Astronomy

Earth-like Conditions on Potentially Habitable Planets may be Rare

Earth-like Conditions on Potentially Habitable Planets may be Rare

According to a new analysis of known exoplanets, Earth-like conditions on potentially habitable planets may be much rarer than previously thought. The research focuses on the conditions required for oxygen-based photosynthesis to develop on a planet, allowing for complex biospheres similar to those found on Earth.

The number of confirmed planets in our own Milky Way galaxy has now surpassed the thousands. Planets that are both Earth-like and in the habitable zone (the region around a star where the temperature is just right for liquid water to exist on the surface) are far rarer.

A potentially habitable planet is a terrestrial planet that is located within the circumstellar habitable zone and has conditions that are roughly comparable to those of Earth (i.e., an Earth analog) and is thus potentially favorable to Earth-like life. However, the question of what makes a planet habitable is far more complicated than simply being located at the right distance from its host star so that water can be liquid on its surface: various geophysical and geodynamical aspects, radiation, and the host star’s plasma environment can all influence the evolution of planets and life if it ever existed.

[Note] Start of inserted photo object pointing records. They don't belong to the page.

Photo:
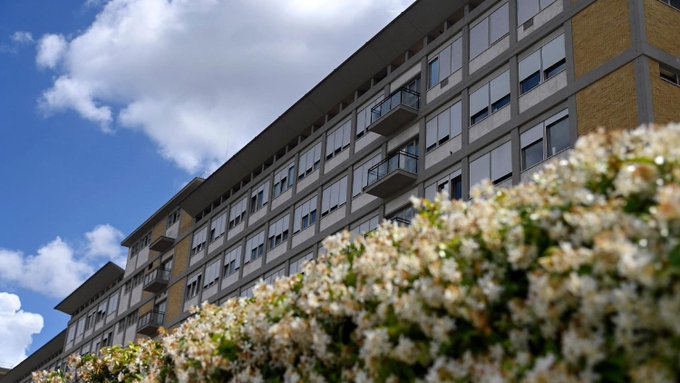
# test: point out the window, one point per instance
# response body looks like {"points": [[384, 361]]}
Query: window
{"points": [[232, 261], [305, 215], [452, 184], [495, 165], [259, 197], [278, 231], [366, 226], [198, 243], [334, 196], [284, 179], [364, 115], [338, 139], [217, 227], [272, 277], [173, 217], [212, 273], [297, 266], [193, 285], [237, 213], [669, 74], [309, 161], [255, 247], [489, 30], [490, 97], [360, 179], [445, 125], [533, 145], [448, 61], [527, 9], [672, 3], [542, 65]]}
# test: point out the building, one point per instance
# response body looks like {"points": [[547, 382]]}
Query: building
{"points": [[448, 94]]}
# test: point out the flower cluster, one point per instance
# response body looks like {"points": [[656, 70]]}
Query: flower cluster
{"points": [[574, 277]]}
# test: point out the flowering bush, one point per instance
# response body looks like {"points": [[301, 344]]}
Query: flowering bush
{"points": [[574, 277]]}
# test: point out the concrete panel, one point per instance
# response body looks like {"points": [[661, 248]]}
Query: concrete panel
{"points": [[540, 19], [444, 151], [488, 55], [405, 77], [401, 201], [303, 236], [542, 91], [252, 266], [276, 252], [310, 179], [283, 197], [403, 137], [490, 123], [362, 200], [332, 218], [335, 161], [436, 91]]}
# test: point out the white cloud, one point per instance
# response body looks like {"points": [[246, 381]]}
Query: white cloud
{"points": [[104, 241], [16, 329], [200, 78], [51, 48], [57, 268], [22, 37]]}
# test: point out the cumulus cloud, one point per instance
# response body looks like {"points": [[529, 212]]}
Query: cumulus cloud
{"points": [[50, 50], [58, 268], [16, 329], [200, 78]]}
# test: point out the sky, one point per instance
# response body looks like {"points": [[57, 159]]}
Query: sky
{"points": [[109, 107]]}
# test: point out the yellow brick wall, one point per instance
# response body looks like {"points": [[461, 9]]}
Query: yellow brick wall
{"points": [[180, 261], [610, 102], [666, 97], [601, 32], [175, 301], [663, 29]]}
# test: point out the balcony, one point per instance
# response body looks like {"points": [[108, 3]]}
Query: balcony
{"points": [[394, 112], [156, 280], [392, 174], [149, 323], [162, 243]]}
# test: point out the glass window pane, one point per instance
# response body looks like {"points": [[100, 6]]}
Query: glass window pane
{"points": [[553, 52], [501, 161], [479, 170], [456, 55], [479, 100], [445, 63], [500, 86], [479, 38], [558, 136], [526, 9], [500, 23], [532, 154], [456, 119], [530, 65]]}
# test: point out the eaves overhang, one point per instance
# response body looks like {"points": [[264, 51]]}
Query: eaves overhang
{"points": [[404, 31], [104, 277]]}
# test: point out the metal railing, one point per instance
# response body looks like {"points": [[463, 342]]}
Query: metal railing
{"points": [[152, 318], [160, 275], [398, 161], [403, 96]]}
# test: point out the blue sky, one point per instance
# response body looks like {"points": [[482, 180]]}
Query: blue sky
{"points": [[107, 108]]}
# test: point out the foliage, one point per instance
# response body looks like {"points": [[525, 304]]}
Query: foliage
{"points": [[574, 277]]}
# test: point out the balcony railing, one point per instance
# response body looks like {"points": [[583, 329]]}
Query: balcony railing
{"points": [[395, 111], [156, 280], [149, 323], [392, 174]]}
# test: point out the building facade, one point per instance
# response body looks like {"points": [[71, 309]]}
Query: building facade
{"points": [[447, 95]]}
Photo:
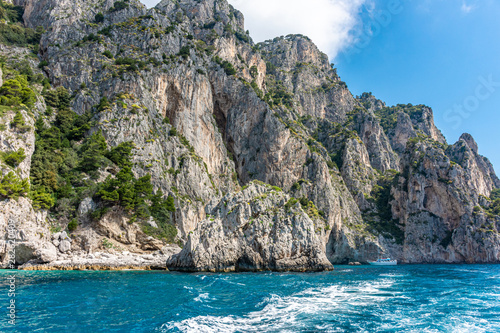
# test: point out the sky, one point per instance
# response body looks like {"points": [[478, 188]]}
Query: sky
{"points": [[441, 53]]}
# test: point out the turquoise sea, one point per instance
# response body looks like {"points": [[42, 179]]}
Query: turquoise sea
{"points": [[406, 298]]}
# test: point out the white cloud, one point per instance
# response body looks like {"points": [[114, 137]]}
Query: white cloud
{"points": [[466, 8], [327, 22]]}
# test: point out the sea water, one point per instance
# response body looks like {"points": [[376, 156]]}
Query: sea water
{"points": [[406, 298]]}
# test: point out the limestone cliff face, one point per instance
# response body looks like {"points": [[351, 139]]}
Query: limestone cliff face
{"points": [[209, 111], [256, 229]]}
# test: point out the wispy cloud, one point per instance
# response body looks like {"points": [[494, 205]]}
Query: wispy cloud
{"points": [[329, 23], [466, 9]]}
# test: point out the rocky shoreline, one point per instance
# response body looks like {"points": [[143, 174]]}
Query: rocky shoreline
{"points": [[106, 261]]}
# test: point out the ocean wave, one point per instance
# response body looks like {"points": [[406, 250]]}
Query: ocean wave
{"points": [[362, 307]]}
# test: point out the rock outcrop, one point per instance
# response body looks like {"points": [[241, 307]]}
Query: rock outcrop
{"points": [[257, 229], [185, 95]]}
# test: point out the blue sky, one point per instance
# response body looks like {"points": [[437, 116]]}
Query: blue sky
{"points": [[442, 53]]}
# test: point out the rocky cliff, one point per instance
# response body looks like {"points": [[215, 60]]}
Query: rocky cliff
{"points": [[138, 128]]}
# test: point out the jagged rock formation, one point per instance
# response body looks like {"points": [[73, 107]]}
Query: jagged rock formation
{"points": [[260, 228], [209, 111]]}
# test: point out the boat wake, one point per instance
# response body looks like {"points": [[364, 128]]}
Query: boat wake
{"points": [[361, 307]]}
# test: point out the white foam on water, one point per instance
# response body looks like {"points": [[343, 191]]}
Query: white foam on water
{"points": [[280, 314], [202, 297], [360, 307]]}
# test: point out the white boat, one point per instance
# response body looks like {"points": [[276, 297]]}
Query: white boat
{"points": [[384, 262]]}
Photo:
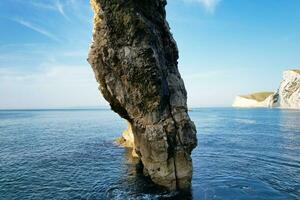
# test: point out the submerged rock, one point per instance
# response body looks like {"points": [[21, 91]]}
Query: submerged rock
{"points": [[134, 58]]}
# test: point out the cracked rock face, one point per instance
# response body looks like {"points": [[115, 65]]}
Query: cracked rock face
{"points": [[134, 57], [289, 91]]}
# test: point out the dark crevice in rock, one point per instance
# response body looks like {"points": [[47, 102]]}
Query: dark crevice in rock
{"points": [[134, 57]]}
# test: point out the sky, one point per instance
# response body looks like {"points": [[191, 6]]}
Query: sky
{"points": [[226, 48]]}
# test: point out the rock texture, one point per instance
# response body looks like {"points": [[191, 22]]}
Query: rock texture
{"points": [[287, 96], [134, 57], [261, 99]]}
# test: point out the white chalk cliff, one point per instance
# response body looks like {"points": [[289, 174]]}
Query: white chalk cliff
{"points": [[261, 99], [287, 96]]}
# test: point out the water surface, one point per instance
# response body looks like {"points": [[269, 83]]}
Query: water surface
{"points": [[70, 154]]}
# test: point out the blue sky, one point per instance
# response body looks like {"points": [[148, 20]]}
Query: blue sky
{"points": [[227, 47]]}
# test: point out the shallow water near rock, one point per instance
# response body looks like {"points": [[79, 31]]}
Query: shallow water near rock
{"points": [[70, 154]]}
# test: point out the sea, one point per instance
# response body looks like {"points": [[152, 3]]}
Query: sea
{"points": [[242, 154]]}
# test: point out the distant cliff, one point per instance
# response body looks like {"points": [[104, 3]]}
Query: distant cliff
{"points": [[260, 99], [287, 96]]}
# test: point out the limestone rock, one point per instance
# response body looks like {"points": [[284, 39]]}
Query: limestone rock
{"points": [[261, 99], [288, 95], [134, 58]]}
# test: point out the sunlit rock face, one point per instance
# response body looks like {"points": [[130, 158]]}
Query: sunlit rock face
{"points": [[255, 100], [288, 95], [134, 57]]}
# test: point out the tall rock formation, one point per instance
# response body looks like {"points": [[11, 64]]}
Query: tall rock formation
{"points": [[134, 57], [260, 99], [288, 95]]}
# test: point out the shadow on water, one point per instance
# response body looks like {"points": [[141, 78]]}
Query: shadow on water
{"points": [[134, 185]]}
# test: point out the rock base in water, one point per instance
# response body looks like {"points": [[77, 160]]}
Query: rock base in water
{"points": [[134, 58]]}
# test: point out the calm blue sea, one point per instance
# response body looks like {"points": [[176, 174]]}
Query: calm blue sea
{"points": [[70, 154]]}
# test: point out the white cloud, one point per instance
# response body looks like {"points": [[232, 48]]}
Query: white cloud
{"points": [[36, 28], [209, 5], [55, 6], [51, 87]]}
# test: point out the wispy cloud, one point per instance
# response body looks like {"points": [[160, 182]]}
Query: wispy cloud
{"points": [[36, 28], [56, 6], [209, 5]]}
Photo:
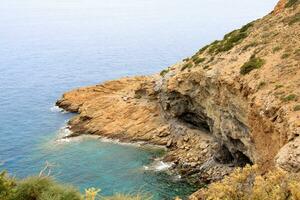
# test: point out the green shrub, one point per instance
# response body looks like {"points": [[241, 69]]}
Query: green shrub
{"points": [[253, 44], [289, 97], [203, 49], [164, 72], [285, 55], [278, 86], [44, 188], [198, 60], [297, 108], [248, 183], [246, 27], [230, 40], [275, 49], [251, 64], [294, 19], [291, 3], [187, 65]]}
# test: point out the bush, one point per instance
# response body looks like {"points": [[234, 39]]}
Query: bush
{"points": [[284, 56], [297, 108], [248, 183], [164, 72], [230, 40], [198, 60], [289, 97], [253, 63], [44, 188], [291, 3], [187, 65], [294, 19], [275, 49]]}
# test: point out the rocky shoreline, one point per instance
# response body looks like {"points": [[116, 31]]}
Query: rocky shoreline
{"points": [[235, 102], [136, 116]]}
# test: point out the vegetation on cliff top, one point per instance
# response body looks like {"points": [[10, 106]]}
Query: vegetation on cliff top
{"points": [[45, 188], [248, 183]]}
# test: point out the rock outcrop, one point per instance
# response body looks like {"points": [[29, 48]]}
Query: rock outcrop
{"points": [[235, 102]]}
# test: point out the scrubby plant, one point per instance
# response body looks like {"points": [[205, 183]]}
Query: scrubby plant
{"points": [[294, 19], [251, 64], [291, 3], [249, 184], [289, 97], [190, 64], [252, 44], [297, 108], [285, 55], [44, 188], [164, 72], [203, 49], [198, 60], [277, 48], [278, 86], [230, 40]]}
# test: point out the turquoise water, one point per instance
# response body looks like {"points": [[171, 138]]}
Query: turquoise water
{"points": [[48, 47]]}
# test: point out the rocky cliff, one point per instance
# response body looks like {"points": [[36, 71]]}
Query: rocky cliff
{"points": [[235, 102]]}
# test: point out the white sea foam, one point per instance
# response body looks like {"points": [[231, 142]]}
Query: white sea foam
{"points": [[57, 109], [159, 165]]}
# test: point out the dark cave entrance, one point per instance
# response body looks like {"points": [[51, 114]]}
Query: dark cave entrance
{"points": [[195, 120]]}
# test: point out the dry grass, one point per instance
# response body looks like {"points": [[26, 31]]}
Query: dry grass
{"points": [[249, 184]]}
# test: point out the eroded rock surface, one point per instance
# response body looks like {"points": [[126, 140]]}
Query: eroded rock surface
{"points": [[234, 102]]}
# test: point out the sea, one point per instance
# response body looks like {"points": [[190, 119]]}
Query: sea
{"points": [[48, 47]]}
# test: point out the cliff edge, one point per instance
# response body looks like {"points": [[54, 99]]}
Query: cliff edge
{"points": [[235, 102]]}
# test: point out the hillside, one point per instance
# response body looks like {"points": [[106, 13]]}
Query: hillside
{"points": [[235, 102]]}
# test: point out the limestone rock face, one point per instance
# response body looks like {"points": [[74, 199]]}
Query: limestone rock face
{"points": [[234, 102]]}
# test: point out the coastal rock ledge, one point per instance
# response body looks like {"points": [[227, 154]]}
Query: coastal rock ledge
{"points": [[235, 102]]}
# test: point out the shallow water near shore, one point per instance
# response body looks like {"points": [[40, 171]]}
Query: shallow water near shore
{"points": [[48, 47]]}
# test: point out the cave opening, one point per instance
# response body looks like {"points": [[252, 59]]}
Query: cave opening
{"points": [[195, 120]]}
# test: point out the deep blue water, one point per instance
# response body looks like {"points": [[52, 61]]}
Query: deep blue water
{"points": [[50, 46]]}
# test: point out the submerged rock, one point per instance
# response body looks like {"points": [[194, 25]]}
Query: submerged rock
{"points": [[233, 103]]}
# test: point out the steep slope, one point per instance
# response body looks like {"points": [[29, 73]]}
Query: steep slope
{"points": [[236, 101]]}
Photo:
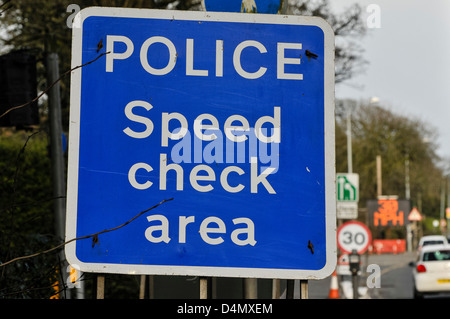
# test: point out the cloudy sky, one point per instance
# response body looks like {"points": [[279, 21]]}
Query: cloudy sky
{"points": [[409, 58]]}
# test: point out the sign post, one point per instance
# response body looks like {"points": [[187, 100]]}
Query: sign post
{"points": [[231, 115]]}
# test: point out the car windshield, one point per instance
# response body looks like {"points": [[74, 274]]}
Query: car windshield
{"points": [[433, 242], [436, 255]]}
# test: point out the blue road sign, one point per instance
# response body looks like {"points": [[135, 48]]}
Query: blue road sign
{"points": [[255, 6], [229, 114]]}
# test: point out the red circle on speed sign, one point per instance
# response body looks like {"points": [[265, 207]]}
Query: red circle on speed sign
{"points": [[353, 235]]}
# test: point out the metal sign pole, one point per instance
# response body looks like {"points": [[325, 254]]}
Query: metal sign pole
{"points": [[203, 288], [100, 286]]}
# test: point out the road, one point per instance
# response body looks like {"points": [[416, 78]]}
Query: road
{"points": [[395, 279]]}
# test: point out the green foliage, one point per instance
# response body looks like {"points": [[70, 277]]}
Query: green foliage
{"points": [[396, 138], [26, 217]]}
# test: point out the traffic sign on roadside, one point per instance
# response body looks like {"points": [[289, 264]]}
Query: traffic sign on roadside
{"points": [[347, 195], [215, 111], [354, 235]]}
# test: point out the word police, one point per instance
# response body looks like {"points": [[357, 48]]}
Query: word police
{"points": [[145, 52], [206, 127]]}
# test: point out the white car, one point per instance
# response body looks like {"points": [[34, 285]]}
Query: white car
{"points": [[431, 271]]}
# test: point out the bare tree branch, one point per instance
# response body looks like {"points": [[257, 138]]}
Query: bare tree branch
{"points": [[93, 236], [53, 84]]}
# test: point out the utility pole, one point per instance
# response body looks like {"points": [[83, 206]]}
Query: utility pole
{"points": [[57, 160]]}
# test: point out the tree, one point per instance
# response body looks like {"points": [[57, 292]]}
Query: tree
{"points": [[396, 138], [41, 26]]}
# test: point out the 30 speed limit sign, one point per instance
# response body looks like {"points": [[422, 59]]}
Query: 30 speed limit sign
{"points": [[353, 235]]}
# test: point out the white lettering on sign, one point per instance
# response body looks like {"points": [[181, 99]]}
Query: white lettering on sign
{"points": [[145, 57], [203, 132], [211, 230], [236, 130]]}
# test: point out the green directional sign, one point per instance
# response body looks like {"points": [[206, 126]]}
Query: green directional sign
{"points": [[347, 195], [347, 187]]}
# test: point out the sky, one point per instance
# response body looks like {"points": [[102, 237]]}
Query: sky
{"points": [[409, 62]]}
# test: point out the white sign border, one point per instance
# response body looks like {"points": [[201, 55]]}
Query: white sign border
{"points": [[329, 134]]}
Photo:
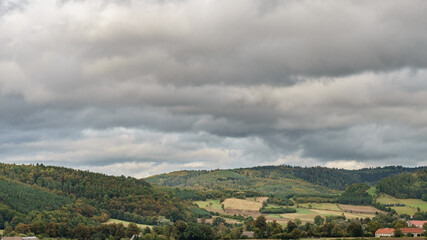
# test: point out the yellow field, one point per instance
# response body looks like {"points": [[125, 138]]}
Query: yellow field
{"points": [[411, 204], [260, 199], [125, 223], [241, 204], [228, 220], [322, 206], [209, 204]]}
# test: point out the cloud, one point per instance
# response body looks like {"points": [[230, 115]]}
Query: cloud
{"points": [[165, 85]]}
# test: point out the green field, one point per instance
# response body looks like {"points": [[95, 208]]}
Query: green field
{"points": [[372, 191], [209, 204], [125, 223], [304, 211], [411, 204], [321, 206]]}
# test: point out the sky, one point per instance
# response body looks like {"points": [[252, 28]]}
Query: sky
{"points": [[144, 87]]}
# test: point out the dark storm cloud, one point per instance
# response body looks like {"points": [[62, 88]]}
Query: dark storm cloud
{"points": [[164, 85]]}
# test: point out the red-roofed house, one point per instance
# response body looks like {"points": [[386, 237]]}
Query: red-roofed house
{"points": [[416, 223], [415, 232], [384, 232]]}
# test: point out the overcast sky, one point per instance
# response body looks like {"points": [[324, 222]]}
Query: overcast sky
{"points": [[145, 87]]}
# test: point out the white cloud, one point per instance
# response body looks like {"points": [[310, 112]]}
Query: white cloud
{"points": [[208, 84]]}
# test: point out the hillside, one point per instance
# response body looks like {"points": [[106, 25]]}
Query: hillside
{"points": [[410, 185], [239, 180], [277, 179], [67, 198]]}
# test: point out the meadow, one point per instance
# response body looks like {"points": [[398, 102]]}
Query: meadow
{"points": [[126, 223], [411, 205]]}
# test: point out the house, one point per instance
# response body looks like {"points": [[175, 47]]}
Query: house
{"points": [[384, 232], [248, 234], [414, 232], [416, 223], [20, 238]]}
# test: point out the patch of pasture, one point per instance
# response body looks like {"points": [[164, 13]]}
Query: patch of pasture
{"points": [[321, 206], [126, 223], [241, 204], [212, 204]]}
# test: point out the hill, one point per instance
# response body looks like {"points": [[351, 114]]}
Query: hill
{"points": [[410, 185], [36, 197], [277, 179]]}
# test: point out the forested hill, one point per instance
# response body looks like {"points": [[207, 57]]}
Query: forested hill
{"points": [[283, 179], [30, 194], [410, 185]]}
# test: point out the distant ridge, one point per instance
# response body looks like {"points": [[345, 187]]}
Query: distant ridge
{"points": [[278, 179]]}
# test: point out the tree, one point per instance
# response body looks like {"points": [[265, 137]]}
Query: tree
{"points": [[131, 230], [318, 220], [355, 229], [373, 226], [398, 233], [290, 226], [399, 224]]}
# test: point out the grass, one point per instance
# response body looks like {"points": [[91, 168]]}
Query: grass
{"points": [[372, 191], [321, 206], [125, 223], [415, 203], [304, 211], [241, 204], [209, 204], [411, 204]]}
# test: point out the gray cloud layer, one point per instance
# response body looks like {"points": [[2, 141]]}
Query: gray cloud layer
{"points": [[142, 87]]}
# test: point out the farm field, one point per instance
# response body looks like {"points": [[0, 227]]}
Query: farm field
{"points": [[211, 204], [241, 204], [358, 209], [125, 223], [322, 206], [250, 207], [228, 220], [411, 204]]}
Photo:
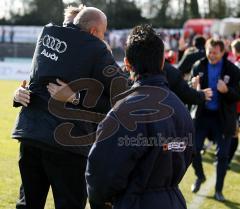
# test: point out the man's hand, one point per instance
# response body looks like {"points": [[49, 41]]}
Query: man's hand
{"points": [[222, 87], [61, 92], [208, 94], [196, 83], [22, 95]]}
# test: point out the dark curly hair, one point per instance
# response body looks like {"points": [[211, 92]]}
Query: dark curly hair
{"points": [[145, 50]]}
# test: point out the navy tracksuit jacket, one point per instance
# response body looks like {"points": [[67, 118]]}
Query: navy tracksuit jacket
{"points": [[143, 149]]}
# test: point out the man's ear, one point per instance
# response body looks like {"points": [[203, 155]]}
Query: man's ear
{"points": [[127, 65]]}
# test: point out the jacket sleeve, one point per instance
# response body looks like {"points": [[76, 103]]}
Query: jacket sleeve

A new analysis of known exoplanets has revealed that Earth-like conditions on potentially habitable planets may be much rarer than previously thought. The work focuses on the conditions required for oxygen-based photosynthesis to develop on a planet, which would enable complex biospheres of the type found on Earth.

Only a few such rocky and potentially habitable exoplanets are known at the moment. The new research, however, indicates that none of these have the theoretical conditions to sustain an Earth-like biosphere through ‘oxygenic’ photosynthesis – the mechanism that plants on Earth use to convert light and carbon dioxide into oxygen and nutrients.

Only one of those planets receives the stellar radiation required to support a large biosphere: Kepler-442b, a rocky planet about twice the size of Earth orbiting a moderately hot star about 1,200 light-years away.

The research looked into how much energy a planet receives from its host star and whether living organisms would be able to efficiently produce nutrients and molecular oxygen, both of which are required for complex life as we know it, through normal oxygenic photosynthesis.

Earth-like biospheres on other planets may be rare

The team discovered that stars half the temperature of our Sun cannot sustain Earth-like biospheres because they do not provide enough energy in the correct wavelength range by calculating the amount of photosynthetically active radiation (PAR) that a planet receives from its star. Oxygenic photosynthesis would still be possible, but such planets would be incapable of supporting a diverse biosphere.

Planets orbiting even cooler stars known as red dwarfs, which smolder at roughly one-third the temperature of our Sun, could not receive enough energy to activate photosynthesis. Hotter stars are much brighter and emit up to ten times more radiation in the required range for effective photosynthesis than red dwarfs, but they generally do not live long enough for complex life to evolve.

“Because red dwarfs are by far the most common type of star in our galaxy, this result suggests that Earth-like conditions on other planets may be far less common than we might hope,” says lead author Prof. Giovanni Covone of the University of Naples. “This study places strong constraints on the parameter space for complex life, so unfortunately it appears that the “sweet spot” for hosting a rich Earth-like biosphere is not so wide,” he continues.

Future missions, such as the James Webb Space Telescope (JWST), which is set to launch later this year, will have the sensitivity to look to distant worlds around other stars and shed new light on what it takes for a planet to support life as we know it.

On our own planet, the evolution continues to astound us, so we can only imagine the variety of ecosystems that could exist elsewhere in the universe. For all we know, chemosynthetic ice moons could be the majority. Given the limitations of our experience on Earth, perhaps there are variations on photosynthesis that we simply cannot comprehend.